I've written a (mostly) fully-featured x86 assembler.
There are two gotchas that most people starting out probably won't realize until it's too late.
1) Encoding instructions on x86 can be more challenging than they first appear. Understanding how this works and fits together will save you a lot of headaches.
2) Forward jumps are a pain. Any reasonable assembler will provide symbolic labels for jumps and other operations. Because x86 instructions are variable length, you can't simply count up the lines to the label and multiply by some fixed amount. It doesn't work that way. Instructions can range from one byte to 15 bytes. What this means to you is that you'll need to design a multi-pass assembler. You allocate a fixed amount of space for the jump instruction and come back later to "patch" that jump instruction with the correct byte offset. Labels simply become keys in a dictionary that record the byte offset into the assembled binary data.
Other things to make sure you understand: big/little endian, LSB/MSB, how two's-complement works, etc.

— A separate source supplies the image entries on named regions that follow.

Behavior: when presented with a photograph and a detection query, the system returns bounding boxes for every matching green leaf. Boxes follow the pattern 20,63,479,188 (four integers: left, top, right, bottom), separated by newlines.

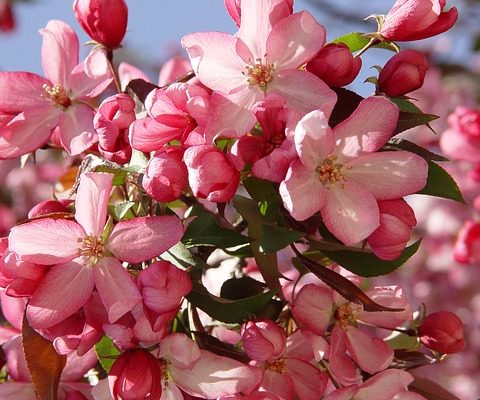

418,161,465,204
22,317,67,400
332,32,398,53
95,336,120,373
187,282,276,324
393,111,439,136
182,212,251,249
320,239,421,277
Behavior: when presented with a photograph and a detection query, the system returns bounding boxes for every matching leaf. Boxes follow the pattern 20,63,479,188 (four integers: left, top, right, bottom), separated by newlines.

408,377,460,400
182,212,251,249
95,336,120,373
418,161,465,204
187,282,276,324
311,239,422,277
393,111,439,136
332,32,398,53
295,250,402,311
22,316,67,400
383,138,448,161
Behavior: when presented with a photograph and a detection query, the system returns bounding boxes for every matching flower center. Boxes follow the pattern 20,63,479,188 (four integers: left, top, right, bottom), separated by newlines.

266,357,287,374
43,83,72,107
316,154,347,188
78,236,105,263
242,58,275,90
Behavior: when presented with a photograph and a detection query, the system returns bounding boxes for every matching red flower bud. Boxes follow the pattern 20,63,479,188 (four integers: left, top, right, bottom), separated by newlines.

378,50,428,97
108,349,162,400
306,43,362,87
380,0,458,42
419,311,467,354
73,0,128,49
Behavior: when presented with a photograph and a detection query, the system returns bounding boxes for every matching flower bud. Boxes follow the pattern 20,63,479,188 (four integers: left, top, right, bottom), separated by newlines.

378,50,428,97
142,147,188,202
73,0,128,49
93,93,135,164
380,0,458,42
306,43,362,87
419,311,467,354
367,199,417,260
241,319,286,361
108,349,162,400
183,145,240,203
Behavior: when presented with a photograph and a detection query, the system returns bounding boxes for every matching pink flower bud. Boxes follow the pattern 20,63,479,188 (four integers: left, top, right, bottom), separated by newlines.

142,147,188,202
73,0,128,49
183,145,240,203
380,0,458,41
108,349,162,400
453,221,480,264
0,0,15,32
419,311,467,354
367,199,417,260
241,319,286,361
306,43,362,87
93,93,135,164
378,50,428,97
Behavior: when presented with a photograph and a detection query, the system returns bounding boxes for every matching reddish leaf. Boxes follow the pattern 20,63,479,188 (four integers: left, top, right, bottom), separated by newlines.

22,317,67,400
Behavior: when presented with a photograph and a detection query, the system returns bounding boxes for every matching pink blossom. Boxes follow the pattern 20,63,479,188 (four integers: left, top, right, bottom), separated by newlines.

305,43,362,87
0,21,112,158
280,97,428,244
9,173,183,328
380,0,458,41
418,311,467,354
182,0,336,143
73,0,128,49
378,49,428,97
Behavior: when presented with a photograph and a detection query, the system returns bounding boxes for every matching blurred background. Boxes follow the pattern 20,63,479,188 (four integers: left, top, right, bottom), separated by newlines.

0,0,480,400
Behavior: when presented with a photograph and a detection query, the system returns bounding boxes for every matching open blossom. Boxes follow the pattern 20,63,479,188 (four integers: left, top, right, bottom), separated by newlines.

280,97,428,244
0,21,112,159
380,0,458,41
9,173,183,328
182,0,336,142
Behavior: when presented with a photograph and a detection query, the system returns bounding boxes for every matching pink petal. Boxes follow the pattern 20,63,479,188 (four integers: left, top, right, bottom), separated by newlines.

0,72,51,114
59,104,98,156
171,350,262,399
333,96,398,157
108,216,183,264
321,180,380,245
93,257,142,323
40,20,79,89
237,0,290,58
182,32,254,94
9,218,85,265
345,151,428,200
75,173,113,237
268,70,337,117
345,326,393,374
280,160,326,221
0,104,61,159
27,259,94,329
266,10,326,70
287,358,328,400
294,110,335,171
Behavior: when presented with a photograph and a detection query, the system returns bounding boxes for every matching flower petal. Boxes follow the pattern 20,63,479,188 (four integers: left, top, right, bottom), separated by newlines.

27,262,94,329
108,216,183,264
75,173,113,237
8,218,85,265
345,151,428,200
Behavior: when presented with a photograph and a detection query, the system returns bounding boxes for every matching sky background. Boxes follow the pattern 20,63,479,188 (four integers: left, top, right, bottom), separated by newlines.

0,0,468,95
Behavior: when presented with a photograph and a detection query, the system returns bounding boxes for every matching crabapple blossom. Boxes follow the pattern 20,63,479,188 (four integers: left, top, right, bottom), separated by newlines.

280,97,428,244
380,0,458,41
0,21,112,159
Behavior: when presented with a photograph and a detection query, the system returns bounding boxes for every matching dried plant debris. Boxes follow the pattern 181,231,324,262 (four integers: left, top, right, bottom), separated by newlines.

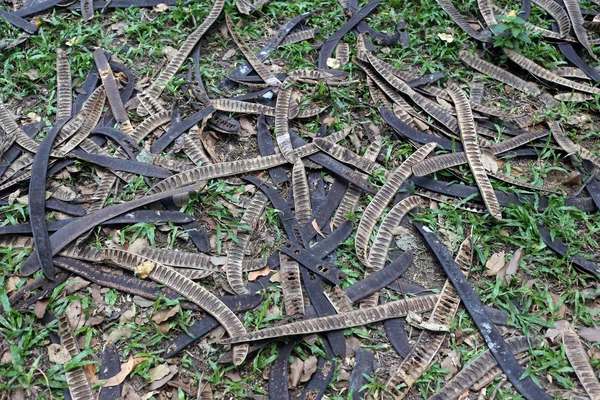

0,0,600,400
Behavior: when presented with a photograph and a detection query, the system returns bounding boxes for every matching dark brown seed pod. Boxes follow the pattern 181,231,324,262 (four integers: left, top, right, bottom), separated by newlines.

56,313,96,400
104,249,248,365
221,295,438,344
56,48,73,121
292,159,312,225
503,48,600,94
556,321,600,399
448,85,502,219
225,13,281,86
354,143,437,262
386,238,473,394
131,111,171,143
279,253,304,317
227,190,267,294
430,336,540,400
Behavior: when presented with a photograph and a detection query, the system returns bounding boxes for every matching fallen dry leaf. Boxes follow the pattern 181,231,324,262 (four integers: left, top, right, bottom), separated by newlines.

133,261,156,279
485,251,506,276
148,364,171,382
289,357,304,388
102,356,146,387
152,306,179,324
248,266,271,282
438,33,454,43
577,326,600,342
48,343,71,365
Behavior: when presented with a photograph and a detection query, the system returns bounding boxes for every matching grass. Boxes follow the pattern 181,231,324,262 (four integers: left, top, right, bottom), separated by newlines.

0,0,600,400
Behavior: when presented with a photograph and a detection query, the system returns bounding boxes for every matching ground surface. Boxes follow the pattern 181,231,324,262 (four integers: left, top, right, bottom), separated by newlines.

0,0,600,399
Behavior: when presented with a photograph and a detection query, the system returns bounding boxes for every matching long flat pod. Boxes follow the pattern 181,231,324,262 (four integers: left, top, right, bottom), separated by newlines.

56,48,73,121
503,48,600,94
225,14,281,85
415,223,551,400
448,85,502,219
142,0,225,106
56,313,96,400
29,119,67,280
429,336,540,400
94,47,133,135
104,249,248,365
221,295,438,344
227,191,267,294
386,238,473,393
556,321,600,399
436,0,492,43
354,143,437,262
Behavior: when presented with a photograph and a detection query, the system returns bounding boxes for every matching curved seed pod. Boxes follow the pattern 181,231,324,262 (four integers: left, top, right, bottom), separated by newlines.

429,336,540,400
554,92,594,102
503,48,600,94
279,253,304,317
139,246,213,272
477,0,498,27
210,99,275,117
436,0,492,43
292,159,312,225
280,28,317,46
56,48,73,121
313,138,389,176
131,111,171,144
87,174,117,214
333,135,381,228
183,129,212,165
58,243,104,262
415,188,486,214
225,14,281,86
458,50,542,96
104,249,248,365
56,313,96,400
221,294,438,344
335,42,350,67
386,237,473,394
55,91,106,157
471,354,531,392
469,74,484,105
275,82,297,164
140,0,225,103
54,86,105,148
354,143,437,262
533,0,571,38
448,85,502,219
367,53,458,132
556,321,600,399
564,0,598,60
548,121,600,166
227,191,267,294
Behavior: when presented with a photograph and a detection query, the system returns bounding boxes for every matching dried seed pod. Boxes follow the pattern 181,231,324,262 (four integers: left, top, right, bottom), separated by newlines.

448,85,502,219
104,249,248,365
221,295,438,344
354,143,437,262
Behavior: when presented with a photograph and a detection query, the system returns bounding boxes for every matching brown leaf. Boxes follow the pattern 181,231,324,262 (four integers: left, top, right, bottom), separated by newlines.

48,343,71,365
310,219,325,237
102,356,146,387
289,357,304,388
35,299,50,319
300,356,317,382
505,247,525,283
148,364,171,382
577,326,600,342
152,306,179,324
248,266,271,282
485,251,506,276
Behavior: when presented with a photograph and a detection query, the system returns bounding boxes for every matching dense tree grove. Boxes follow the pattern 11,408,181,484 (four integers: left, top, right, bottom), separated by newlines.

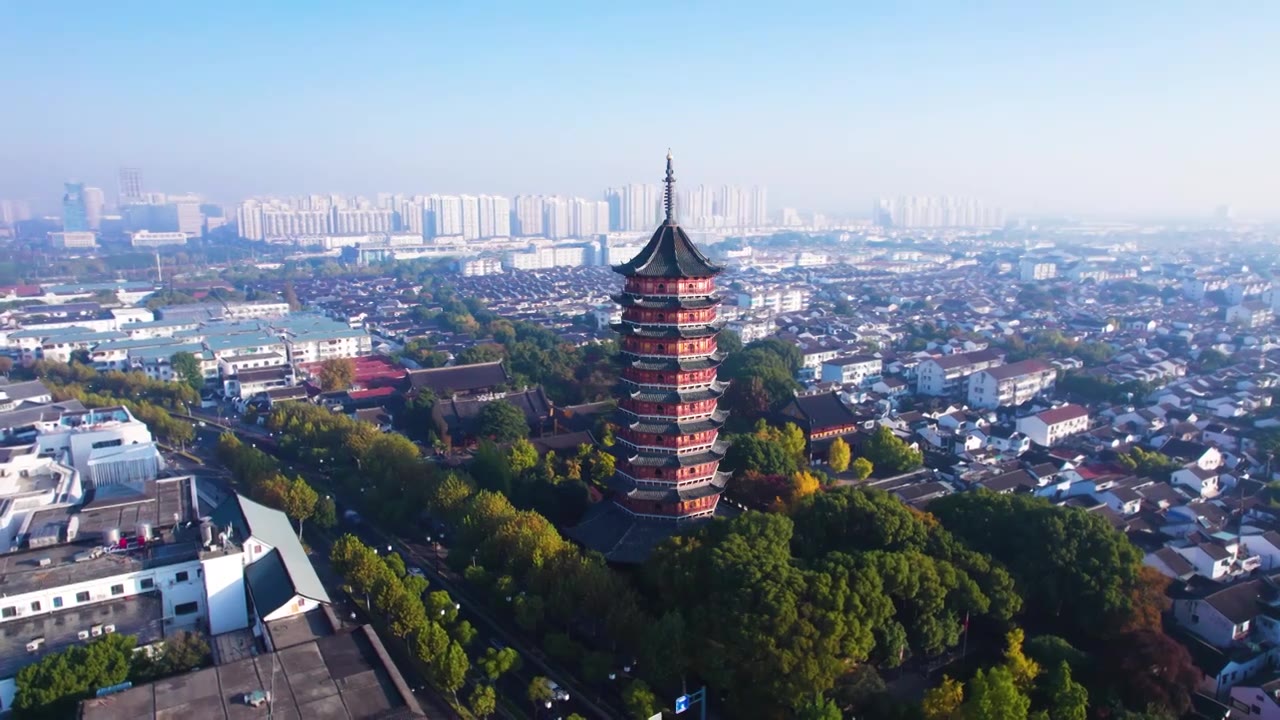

29,360,200,445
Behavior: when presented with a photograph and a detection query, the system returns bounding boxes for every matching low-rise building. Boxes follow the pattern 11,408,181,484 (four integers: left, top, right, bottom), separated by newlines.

969,360,1057,407
1018,405,1089,447
819,355,883,386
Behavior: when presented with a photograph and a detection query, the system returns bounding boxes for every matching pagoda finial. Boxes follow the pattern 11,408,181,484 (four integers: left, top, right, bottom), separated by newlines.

664,147,676,224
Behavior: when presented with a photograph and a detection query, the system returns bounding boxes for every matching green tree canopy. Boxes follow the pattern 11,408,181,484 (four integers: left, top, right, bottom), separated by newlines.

477,400,529,443
169,352,205,392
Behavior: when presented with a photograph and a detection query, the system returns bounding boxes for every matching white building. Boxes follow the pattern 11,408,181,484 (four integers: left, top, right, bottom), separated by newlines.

49,231,97,249
915,350,1005,396
1226,300,1275,328
820,355,883,386
129,231,187,247
0,477,329,707
1018,258,1057,282
969,360,1057,407
1018,405,1089,447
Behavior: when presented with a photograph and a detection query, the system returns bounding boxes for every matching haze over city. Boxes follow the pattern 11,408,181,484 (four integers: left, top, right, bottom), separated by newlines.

0,3,1280,218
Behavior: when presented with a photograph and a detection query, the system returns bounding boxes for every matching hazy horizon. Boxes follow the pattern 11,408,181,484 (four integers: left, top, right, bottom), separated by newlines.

0,3,1280,218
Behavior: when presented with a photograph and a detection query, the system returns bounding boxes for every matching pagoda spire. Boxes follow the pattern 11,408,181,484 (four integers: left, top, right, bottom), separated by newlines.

663,147,676,220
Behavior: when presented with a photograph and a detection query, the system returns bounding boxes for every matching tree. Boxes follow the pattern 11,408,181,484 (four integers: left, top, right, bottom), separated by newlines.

920,675,964,720
284,475,320,539
1005,628,1039,693
476,647,520,683
622,680,662,720
525,675,556,715
467,683,494,720
863,425,924,474
13,634,137,720
311,495,338,530
1100,630,1203,717
477,400,529,443
827,437,852,473
431,642,471,701
960,665,1032,720
320,357,356,392
1044,660,1089,720
507,438,538,475
796,693,844,720
169,352,205,392
284,281,302,311
849,457,876,480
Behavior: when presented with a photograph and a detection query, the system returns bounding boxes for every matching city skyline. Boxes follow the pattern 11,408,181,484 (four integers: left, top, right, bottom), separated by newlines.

0,3,1280,218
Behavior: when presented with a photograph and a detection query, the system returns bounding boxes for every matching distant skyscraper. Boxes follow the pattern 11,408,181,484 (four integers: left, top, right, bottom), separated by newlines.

63,182,88,232
513,195,544,237
872,196,1005,228
236,200,265,240
422,195,462,237
543,196,571,238
458,195,480,240
118,168,142,205
84,187,106,231
480,195,511,237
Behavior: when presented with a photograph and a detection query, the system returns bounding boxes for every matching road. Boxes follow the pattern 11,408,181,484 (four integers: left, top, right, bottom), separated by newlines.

178,410,623,720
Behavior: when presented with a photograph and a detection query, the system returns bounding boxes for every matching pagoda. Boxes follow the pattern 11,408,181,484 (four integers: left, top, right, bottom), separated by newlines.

570,152,728,562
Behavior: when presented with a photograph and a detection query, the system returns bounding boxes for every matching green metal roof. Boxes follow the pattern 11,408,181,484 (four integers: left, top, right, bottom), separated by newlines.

212,493,330,607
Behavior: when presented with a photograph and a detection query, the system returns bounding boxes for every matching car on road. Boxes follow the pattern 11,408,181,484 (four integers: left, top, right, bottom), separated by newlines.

547,678,568,702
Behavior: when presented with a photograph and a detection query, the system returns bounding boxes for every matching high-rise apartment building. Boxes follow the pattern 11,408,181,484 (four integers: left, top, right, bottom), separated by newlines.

84,187,106,231
872,196,1005,228
458,195,480,240
63,182,90,232
116,168,142,206
422,195,462,237
479,195,511,237
513,195,543,237
570,197,609,237
236,200,265,240
543,196,572,238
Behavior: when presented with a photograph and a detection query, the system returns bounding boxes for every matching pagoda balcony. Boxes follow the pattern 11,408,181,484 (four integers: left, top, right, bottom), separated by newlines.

622,307,717,328
622,366,717,389
609,292,721,310
622,277,716,297
614,432,728,453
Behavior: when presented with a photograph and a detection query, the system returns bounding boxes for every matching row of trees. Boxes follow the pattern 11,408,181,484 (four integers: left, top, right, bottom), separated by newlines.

218,433,338,539
31,360,200,446
329,534,481,717
13,630,211,720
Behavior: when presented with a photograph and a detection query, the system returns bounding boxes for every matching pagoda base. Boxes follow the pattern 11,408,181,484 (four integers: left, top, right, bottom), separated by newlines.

564,500,737,565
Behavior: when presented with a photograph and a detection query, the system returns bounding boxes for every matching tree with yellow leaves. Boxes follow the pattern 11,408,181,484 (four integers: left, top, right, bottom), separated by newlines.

827,438,854,473
920,675,964,720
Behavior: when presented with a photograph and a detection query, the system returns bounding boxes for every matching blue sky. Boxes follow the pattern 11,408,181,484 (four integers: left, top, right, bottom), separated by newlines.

0,0,1280,217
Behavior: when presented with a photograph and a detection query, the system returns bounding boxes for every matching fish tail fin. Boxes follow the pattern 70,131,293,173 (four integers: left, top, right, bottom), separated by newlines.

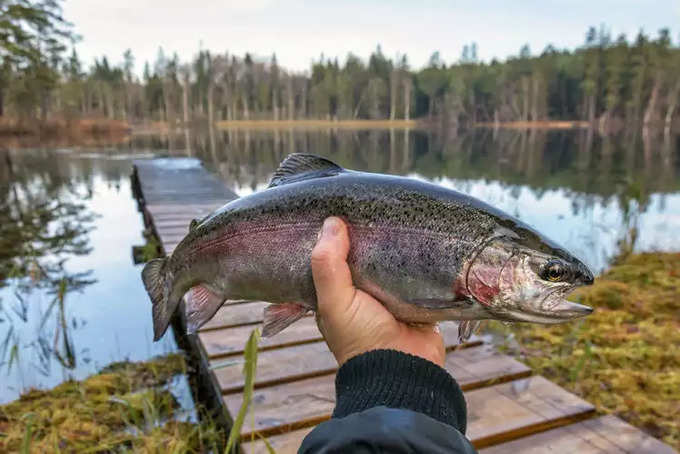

142,258,179,341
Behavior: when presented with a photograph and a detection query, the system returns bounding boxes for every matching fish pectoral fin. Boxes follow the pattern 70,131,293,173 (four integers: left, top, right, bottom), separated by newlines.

409,298,471,309
458,320,482,344
269,153,345,188
262,303,309,337
184,284,225,334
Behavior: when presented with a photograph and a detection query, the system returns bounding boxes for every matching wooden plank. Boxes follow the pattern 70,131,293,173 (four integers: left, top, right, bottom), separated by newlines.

226,345,531,437
211,342,337,394
146,203,220,217
480,415,676,454
199,317,322,359
243,376,594,454
465,376,595,449
200,320,464,358
156,225,189,237
214,324,481,394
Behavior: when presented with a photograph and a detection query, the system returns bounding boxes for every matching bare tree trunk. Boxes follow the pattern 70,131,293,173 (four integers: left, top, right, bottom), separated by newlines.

642,78,661,127
404,77,412,120
208,77,215,124
182,71,189,126
522,76,529,121
531,75,539,121
241,93,250,120
587,95,595,124
272,87,279,121
286,76,295,120
663,80,680,136
390,70,399,121
300,80,307,118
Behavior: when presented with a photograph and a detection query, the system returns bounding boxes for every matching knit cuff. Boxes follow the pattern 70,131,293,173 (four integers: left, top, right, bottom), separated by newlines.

333,350,467,434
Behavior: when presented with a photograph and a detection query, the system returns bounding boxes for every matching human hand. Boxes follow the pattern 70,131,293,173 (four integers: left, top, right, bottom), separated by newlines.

312,217,446,366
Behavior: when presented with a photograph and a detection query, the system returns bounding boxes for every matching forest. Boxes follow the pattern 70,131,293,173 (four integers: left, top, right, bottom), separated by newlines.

0,0,680,132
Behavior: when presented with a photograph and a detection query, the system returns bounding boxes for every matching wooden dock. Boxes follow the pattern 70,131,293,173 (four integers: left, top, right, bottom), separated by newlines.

133,158,675,454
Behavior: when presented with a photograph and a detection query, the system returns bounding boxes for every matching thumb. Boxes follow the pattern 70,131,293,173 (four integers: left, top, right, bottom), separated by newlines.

312,217,355,316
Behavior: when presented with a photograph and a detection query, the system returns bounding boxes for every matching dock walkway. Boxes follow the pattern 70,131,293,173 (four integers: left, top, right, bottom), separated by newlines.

133,158,675,454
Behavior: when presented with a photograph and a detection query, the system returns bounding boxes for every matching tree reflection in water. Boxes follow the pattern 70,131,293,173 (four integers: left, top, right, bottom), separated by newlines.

0,151,95,381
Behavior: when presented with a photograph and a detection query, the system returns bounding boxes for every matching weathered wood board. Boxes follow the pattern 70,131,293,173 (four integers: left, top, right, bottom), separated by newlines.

133,158,675,454
480,415,676,454
224,345,531,436
239,376,594,454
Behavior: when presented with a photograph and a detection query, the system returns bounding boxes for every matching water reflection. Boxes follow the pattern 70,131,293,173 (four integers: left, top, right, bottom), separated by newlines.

0,128,680,402
155,125,680,270
0,149,176,402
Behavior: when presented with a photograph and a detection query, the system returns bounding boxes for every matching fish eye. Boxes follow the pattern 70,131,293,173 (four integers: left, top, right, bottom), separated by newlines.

543,260,566,282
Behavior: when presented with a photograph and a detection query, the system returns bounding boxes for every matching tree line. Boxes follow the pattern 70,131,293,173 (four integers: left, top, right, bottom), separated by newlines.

0,0,680,130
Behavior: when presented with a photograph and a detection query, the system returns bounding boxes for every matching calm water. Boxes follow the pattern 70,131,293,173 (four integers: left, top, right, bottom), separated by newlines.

0,150,177,403
0,126,680,402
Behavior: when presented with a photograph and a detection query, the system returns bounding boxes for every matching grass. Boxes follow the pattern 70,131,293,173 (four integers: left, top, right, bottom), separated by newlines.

0,354,224,453
491,253,680,449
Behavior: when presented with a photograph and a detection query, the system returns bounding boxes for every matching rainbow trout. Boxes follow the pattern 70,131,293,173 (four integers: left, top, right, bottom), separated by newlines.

142,154,593,340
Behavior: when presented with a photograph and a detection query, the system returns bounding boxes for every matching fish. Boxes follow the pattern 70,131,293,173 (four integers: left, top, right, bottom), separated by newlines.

142,153,594,341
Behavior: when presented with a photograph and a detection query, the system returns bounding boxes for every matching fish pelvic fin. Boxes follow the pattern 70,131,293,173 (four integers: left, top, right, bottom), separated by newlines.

262,303,308,337
184,284,224,334
458,320,482,344
142,258,179,341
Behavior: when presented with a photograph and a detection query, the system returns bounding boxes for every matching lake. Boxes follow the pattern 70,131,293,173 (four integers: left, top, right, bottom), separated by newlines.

0,128,680,403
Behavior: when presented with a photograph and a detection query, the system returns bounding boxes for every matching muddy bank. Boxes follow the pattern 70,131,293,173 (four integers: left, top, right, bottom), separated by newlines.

0,354,224,453
491,253,680,449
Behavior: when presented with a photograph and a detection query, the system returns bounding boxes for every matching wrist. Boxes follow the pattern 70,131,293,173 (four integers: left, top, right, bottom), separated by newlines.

333,350,466,433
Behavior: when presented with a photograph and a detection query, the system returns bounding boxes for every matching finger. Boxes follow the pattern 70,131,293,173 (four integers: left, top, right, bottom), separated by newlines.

312,217,355,316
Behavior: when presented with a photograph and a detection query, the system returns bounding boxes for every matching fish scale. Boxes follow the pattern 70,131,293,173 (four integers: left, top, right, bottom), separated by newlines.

143,154,593,338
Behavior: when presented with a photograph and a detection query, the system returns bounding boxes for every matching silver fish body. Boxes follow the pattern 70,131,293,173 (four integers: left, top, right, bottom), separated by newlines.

143,155,593,339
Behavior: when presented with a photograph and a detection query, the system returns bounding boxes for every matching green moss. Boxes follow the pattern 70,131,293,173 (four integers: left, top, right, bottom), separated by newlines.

0,354,221,452
492,253,680,448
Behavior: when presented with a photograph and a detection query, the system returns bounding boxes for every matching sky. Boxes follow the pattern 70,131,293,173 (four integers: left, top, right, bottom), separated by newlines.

64,0,680,73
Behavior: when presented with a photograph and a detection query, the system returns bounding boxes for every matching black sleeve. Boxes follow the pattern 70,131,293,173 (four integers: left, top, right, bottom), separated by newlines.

298,350,475,454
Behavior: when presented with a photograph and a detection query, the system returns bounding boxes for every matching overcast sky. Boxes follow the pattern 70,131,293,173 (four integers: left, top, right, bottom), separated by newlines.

64,0,680,73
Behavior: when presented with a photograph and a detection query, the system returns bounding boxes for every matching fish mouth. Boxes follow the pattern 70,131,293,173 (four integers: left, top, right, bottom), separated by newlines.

512,298,593,325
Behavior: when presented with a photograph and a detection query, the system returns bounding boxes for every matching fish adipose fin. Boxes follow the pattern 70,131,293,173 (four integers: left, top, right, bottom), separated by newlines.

458,320,482,344
184,284,225,334
269,153,346,188
262,303,308,337
142,258,180,341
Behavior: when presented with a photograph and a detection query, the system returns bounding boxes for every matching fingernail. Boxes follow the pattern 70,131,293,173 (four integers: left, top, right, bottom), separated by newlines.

321,218,339,238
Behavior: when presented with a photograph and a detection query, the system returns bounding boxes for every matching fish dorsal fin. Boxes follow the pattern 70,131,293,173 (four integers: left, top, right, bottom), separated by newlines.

269,153,345,188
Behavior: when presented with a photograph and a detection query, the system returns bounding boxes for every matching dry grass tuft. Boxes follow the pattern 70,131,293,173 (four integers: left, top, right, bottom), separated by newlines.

492,253,680,448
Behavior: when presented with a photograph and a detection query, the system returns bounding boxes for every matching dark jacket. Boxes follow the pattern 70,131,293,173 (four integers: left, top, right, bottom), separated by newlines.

One surprising aspect of writing an assembler is that you learn to decode instructions by simply looking at a hex dump of the binary output. You almost feel like Neo in the Matrix, in more nerdy less awesome sort of way. You start thinking of assembler and macros as merely convenience of having to write out hex (or binary) of the instructions you want. And on top of that, you see C as convenience for having to do assembler.
You allocate a fixed amount of space for the jump instruction and come back later to "patch" that jump instruction with the correct byte offset.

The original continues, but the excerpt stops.